Hostile behavior toward subordinates — like being rude, ridiculing or publicly criticizing a worker or employing that middle-school favorite, the silent treatment — negatively affects the work environment. The impact is felt among those who aren’t the intended victims of abuse, the research shows.

The researchers surveyed 233 full-time employees, including teachers, lawyers, government workers, receptionists and electricians. Subjects answered questions about bullying bosses, vicarious abuse, job frustration and more.

The study found that when an employee observes hostile treatment, reads about it in an email or hears rumors about it, he experiences so-called second-hand abuse–that is, the abuse affects him just as it does the target of the bullying. Victims of both first and second-hand abuse are more likely to abuse their coworkers, be more frustrated with their jobs, and perceive a lack of organizational support at work, the research shows. And when a worker experiences both personal abuse and vicarious abuse, the negative effects are heightened.

Bullying has a long-lasting impact on employees, according to the researchers, in part because it’s likely to go on for longer than full-blown violence or aggression in the workplace, which are often stopped quickly.

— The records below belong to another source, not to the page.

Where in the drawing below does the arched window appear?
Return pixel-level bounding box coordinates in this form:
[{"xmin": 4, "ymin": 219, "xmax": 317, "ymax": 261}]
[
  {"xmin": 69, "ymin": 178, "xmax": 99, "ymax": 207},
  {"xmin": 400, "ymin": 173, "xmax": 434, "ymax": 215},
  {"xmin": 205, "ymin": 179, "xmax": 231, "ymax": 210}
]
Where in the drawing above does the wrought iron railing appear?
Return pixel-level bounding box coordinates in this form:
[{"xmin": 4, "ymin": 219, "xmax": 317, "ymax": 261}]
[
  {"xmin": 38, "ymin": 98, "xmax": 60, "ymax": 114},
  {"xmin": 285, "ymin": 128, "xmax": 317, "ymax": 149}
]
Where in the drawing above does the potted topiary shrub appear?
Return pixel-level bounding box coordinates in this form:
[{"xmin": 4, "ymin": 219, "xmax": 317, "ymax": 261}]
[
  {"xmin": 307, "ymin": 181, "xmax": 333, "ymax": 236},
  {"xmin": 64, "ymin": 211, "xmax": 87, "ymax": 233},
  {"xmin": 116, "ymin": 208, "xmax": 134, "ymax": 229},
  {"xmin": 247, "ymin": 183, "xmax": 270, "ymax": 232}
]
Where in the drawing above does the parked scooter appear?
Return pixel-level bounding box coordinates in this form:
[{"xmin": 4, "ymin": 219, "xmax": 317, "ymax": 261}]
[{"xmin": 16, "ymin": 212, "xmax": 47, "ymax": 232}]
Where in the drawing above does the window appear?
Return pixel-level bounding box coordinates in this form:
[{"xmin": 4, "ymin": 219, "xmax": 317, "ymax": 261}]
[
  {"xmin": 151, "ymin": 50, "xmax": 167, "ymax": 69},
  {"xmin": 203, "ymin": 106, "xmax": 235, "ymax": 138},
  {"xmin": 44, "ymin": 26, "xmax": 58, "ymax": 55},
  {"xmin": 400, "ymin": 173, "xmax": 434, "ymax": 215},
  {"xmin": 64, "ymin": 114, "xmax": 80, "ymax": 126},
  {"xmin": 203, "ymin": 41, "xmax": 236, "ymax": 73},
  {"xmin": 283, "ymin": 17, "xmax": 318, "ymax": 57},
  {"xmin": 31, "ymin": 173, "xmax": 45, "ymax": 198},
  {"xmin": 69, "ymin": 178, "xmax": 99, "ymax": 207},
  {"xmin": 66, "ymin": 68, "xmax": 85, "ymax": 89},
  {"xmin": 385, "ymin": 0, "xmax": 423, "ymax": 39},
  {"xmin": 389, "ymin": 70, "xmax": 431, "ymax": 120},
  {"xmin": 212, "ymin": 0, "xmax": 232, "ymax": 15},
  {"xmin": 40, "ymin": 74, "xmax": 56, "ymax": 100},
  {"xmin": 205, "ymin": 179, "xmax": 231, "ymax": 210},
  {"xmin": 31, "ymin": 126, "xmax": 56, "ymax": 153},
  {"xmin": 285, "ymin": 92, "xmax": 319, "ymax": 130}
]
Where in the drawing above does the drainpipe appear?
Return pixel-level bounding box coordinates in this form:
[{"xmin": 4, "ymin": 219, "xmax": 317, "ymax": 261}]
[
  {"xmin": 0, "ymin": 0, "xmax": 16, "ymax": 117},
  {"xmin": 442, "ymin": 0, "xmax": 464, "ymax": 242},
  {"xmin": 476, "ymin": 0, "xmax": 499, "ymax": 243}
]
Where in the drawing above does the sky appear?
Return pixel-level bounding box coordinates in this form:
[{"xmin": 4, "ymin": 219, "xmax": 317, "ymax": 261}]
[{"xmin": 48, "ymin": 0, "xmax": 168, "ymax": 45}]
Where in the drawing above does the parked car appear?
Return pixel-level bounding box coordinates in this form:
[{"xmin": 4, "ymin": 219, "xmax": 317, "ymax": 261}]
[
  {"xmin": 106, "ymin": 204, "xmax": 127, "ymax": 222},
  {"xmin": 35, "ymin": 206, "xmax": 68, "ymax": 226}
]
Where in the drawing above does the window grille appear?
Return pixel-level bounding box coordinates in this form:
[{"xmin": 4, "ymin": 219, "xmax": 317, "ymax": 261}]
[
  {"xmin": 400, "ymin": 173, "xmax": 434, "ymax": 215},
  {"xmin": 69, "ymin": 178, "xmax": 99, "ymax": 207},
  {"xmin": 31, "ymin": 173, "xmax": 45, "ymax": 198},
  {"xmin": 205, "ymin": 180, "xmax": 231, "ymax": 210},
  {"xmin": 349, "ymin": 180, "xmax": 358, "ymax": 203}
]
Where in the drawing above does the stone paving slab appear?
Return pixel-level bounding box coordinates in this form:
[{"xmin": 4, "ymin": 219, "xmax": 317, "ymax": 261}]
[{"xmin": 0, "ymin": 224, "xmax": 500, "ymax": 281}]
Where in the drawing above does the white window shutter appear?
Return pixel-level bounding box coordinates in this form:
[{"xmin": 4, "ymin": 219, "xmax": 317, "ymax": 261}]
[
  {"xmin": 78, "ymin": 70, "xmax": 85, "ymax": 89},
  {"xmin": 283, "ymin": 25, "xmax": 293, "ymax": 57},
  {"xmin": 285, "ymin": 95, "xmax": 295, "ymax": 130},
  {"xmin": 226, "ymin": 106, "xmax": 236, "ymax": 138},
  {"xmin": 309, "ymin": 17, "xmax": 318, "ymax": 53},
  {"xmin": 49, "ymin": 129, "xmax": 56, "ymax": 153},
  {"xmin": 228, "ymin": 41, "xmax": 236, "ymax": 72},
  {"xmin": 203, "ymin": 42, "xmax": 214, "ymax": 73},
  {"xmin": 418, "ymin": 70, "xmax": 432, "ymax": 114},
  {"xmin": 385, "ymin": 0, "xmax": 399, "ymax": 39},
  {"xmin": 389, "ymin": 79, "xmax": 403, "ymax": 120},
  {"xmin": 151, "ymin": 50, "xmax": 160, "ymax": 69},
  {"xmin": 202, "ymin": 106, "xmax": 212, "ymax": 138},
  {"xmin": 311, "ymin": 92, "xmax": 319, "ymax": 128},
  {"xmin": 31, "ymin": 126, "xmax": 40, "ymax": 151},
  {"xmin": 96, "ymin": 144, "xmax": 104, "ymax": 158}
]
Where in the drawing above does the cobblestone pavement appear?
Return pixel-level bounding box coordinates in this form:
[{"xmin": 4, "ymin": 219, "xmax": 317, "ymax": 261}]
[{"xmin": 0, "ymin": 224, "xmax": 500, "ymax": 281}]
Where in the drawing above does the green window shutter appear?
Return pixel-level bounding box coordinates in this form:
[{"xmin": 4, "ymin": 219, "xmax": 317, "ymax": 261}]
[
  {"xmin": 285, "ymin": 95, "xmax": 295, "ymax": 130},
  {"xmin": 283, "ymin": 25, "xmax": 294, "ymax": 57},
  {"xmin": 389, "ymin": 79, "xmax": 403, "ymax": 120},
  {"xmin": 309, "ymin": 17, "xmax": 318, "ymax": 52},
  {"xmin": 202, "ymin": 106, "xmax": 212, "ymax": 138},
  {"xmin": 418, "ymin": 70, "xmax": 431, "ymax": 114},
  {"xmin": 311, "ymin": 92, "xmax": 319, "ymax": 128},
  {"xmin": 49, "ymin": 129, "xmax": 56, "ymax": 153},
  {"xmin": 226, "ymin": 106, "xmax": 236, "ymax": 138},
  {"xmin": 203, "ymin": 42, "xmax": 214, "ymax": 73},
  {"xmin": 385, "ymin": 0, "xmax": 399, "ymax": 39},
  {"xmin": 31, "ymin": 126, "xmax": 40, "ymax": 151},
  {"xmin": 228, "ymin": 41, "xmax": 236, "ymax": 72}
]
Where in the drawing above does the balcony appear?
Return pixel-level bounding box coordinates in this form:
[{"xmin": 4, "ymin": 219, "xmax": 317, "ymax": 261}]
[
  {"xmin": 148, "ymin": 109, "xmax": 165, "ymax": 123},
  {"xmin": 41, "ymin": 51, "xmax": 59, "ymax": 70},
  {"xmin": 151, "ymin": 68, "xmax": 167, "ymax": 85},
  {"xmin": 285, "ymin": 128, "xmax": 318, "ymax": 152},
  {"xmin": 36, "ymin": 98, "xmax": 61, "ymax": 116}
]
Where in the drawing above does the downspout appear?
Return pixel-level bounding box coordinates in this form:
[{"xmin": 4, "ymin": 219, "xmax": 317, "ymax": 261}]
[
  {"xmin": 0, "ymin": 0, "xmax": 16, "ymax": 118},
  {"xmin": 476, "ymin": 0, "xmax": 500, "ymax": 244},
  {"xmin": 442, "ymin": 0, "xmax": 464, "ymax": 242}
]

“Although the effects of abusive supervision may not be as physically harmful as other types of dysfunctional behavior, such as workplace violence or aggression, the actions are likely to leave longer-lasting wounds, in part, because abusive supervision can continue for a long time,” explains Paul Harvey, one of the paper’s authors.

When employees experiences vicarious abuse it detracts from their relationship with the organization as a whole, because they see that the company as allowing such negative treatment to exist.